Do not Jones Act vessels plying coastal trade have to also be constructed of steel made in the U.S. as well as being built in a U.S. shipyard and crude by U.S. Citizens (or legal immigrants)?

"Do not Jones Act vessels plying coastal trade have to also be constructed of steel made in the U.S. as well as being built in a U.S. shipyard and crude by U.S. Citizens (or legal immigrants)?

Yes for U.S ships, U.S manning.

However, JA has no Steel country of origin bill "or a steel molecular" basis.

Dear Housley,

The requirements the Jones Act places on ships operating between U.S. ports add significant costs, including those that are associated with less-favorable economies of scale at U.S. shipyards, a lower level of competition among U.S. ship builders, and higher wages and insurance costs for Jones Act workers.   Those higher costs have reduced the number of ships built for “coastwise” and inland movement of crude oil.

I will say that is the general perception about the JA, but I'll will point out that the perception of in Energy&Trade and Shipping is somewhat different. Segments of the U.S Flag are competitive in the inter-coastal trade. 

Housley, you also have mentionned Kirby Corp, they barge products in Canada too.
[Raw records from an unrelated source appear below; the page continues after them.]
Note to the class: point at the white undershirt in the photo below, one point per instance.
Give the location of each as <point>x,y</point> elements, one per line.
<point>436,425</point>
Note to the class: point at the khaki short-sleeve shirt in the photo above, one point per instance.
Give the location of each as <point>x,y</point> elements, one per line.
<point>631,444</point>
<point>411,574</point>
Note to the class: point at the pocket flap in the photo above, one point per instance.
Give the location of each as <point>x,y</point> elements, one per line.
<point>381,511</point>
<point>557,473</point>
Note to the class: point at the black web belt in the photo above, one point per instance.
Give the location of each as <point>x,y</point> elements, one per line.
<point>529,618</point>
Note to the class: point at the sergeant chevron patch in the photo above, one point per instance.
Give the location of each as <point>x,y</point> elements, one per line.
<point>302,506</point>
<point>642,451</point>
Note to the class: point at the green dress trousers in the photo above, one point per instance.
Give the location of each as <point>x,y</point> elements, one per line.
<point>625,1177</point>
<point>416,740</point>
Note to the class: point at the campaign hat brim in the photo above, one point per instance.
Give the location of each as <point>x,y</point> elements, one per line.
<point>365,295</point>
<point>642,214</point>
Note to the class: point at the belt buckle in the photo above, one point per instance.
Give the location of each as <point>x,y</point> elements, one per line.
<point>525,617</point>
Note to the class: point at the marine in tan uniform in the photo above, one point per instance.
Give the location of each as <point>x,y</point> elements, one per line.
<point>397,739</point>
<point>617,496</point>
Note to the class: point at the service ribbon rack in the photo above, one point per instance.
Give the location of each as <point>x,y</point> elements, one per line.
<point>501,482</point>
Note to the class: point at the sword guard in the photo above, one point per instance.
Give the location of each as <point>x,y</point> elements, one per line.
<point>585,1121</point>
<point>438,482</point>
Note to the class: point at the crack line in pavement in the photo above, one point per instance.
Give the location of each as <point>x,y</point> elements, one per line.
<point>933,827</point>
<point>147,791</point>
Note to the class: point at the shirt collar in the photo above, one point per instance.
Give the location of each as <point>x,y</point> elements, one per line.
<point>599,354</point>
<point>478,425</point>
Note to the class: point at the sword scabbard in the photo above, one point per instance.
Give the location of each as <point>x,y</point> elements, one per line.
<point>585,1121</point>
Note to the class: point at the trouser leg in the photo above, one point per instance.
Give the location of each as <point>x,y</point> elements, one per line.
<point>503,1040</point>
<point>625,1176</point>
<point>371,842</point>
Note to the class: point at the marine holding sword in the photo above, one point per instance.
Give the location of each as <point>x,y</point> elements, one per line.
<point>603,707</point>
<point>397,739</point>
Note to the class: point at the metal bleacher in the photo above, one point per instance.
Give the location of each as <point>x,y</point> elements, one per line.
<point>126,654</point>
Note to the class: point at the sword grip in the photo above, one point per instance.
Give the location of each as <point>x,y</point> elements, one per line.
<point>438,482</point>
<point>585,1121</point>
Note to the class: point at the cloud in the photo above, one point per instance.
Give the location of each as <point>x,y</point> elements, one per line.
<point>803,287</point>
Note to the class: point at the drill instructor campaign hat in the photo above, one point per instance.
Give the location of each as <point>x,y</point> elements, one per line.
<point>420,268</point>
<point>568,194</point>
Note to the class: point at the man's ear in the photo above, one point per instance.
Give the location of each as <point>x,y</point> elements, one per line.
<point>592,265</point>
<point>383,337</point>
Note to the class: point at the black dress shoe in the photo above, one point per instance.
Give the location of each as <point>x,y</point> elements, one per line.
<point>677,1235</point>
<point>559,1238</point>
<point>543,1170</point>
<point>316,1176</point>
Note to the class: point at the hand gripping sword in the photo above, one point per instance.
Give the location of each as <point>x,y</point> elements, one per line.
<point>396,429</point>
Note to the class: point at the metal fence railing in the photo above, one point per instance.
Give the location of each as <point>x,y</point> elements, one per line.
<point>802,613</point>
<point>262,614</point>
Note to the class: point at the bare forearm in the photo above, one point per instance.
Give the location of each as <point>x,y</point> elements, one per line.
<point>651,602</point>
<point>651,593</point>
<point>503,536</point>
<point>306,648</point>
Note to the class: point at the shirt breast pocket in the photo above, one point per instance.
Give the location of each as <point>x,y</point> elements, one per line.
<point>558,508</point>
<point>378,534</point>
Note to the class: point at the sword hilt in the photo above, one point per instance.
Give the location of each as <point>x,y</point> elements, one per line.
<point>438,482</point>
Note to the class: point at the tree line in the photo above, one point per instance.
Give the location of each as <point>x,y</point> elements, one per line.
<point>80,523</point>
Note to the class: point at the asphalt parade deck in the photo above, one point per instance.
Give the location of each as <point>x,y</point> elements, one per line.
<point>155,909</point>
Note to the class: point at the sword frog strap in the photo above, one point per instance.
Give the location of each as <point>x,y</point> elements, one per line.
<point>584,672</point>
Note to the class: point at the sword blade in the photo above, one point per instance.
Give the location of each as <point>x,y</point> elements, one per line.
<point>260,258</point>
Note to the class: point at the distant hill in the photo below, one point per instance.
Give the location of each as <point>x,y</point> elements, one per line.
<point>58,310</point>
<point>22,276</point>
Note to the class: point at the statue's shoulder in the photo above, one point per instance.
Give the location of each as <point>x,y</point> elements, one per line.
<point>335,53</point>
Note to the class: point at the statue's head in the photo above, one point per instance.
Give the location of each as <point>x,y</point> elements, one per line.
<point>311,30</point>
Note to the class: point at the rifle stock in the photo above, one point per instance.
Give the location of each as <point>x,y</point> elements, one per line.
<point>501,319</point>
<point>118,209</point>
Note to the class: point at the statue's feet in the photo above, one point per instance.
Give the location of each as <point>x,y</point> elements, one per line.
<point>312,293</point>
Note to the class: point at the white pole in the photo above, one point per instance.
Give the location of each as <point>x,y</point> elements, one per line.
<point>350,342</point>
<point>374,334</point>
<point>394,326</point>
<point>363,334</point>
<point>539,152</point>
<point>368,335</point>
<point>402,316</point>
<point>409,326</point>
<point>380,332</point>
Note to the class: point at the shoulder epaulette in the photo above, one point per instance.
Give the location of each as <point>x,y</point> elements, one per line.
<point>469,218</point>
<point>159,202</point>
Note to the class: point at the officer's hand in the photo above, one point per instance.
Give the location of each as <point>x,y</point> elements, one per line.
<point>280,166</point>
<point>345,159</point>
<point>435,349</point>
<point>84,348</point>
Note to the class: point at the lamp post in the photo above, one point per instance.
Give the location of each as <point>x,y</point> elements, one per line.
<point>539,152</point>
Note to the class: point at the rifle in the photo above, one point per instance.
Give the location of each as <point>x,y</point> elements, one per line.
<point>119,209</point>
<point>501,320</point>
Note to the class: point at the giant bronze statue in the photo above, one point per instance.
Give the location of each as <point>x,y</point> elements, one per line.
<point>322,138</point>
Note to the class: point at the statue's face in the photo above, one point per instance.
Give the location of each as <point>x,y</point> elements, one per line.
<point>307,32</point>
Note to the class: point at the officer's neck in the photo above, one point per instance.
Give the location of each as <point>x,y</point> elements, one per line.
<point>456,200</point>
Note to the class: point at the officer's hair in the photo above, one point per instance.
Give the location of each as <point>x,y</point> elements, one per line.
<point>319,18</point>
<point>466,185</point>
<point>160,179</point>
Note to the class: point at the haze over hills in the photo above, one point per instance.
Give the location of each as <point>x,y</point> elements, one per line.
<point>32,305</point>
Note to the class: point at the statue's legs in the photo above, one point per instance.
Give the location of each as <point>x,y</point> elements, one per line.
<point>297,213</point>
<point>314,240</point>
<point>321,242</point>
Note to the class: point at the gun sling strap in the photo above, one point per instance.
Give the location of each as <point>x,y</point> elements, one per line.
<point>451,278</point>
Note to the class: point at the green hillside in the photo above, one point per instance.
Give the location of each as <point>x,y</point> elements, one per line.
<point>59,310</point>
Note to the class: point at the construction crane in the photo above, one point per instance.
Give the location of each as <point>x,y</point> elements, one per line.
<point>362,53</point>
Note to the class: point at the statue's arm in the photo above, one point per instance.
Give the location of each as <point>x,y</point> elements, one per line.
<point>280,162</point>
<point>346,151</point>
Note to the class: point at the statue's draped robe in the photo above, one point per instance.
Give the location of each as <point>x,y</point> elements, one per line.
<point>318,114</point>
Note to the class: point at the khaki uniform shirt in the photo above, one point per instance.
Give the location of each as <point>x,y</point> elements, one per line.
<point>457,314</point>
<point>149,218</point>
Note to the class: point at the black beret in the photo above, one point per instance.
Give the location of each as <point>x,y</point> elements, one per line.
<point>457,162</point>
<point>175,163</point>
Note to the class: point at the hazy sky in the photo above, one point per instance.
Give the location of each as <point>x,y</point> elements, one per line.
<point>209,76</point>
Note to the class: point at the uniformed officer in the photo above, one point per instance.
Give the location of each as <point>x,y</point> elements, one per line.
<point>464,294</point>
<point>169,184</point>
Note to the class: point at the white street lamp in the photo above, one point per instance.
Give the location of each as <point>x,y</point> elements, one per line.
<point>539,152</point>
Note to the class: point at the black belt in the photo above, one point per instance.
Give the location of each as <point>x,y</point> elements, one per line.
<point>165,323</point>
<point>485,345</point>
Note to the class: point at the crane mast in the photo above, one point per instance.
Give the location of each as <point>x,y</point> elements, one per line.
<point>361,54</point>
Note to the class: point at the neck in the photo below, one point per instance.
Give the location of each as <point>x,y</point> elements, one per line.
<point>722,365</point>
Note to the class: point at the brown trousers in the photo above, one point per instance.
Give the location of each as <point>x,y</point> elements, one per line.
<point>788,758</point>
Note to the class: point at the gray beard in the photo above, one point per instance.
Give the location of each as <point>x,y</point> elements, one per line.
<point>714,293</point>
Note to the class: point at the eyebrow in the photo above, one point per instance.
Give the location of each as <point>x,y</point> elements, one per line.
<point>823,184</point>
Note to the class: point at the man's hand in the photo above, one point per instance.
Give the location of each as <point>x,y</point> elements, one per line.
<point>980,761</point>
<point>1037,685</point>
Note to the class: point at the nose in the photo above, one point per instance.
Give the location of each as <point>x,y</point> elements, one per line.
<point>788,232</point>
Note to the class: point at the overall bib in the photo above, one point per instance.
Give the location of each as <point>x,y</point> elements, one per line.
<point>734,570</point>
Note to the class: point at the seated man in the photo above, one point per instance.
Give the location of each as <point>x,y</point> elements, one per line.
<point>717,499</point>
If JA ships have less-favorable economics, how do explain that U.S Flags barges have regular Canadian Ports of Call ? Simon

 

 

There is a shortage in crude barge/tanker not necessarily product tanker/barge capacity.  K-sea shipping (acquired by kirby) was primarily a product shipper who got into trouble once the coastal product trade died in 08-09. Also, smaller barges are not economical in GC/EC crude transportation trade (producer to refiner), barges typically supported refiner to wholesalers distribution.  

 

Basically, there is a shortage of high tonnage crude carrying Jones Act vessels.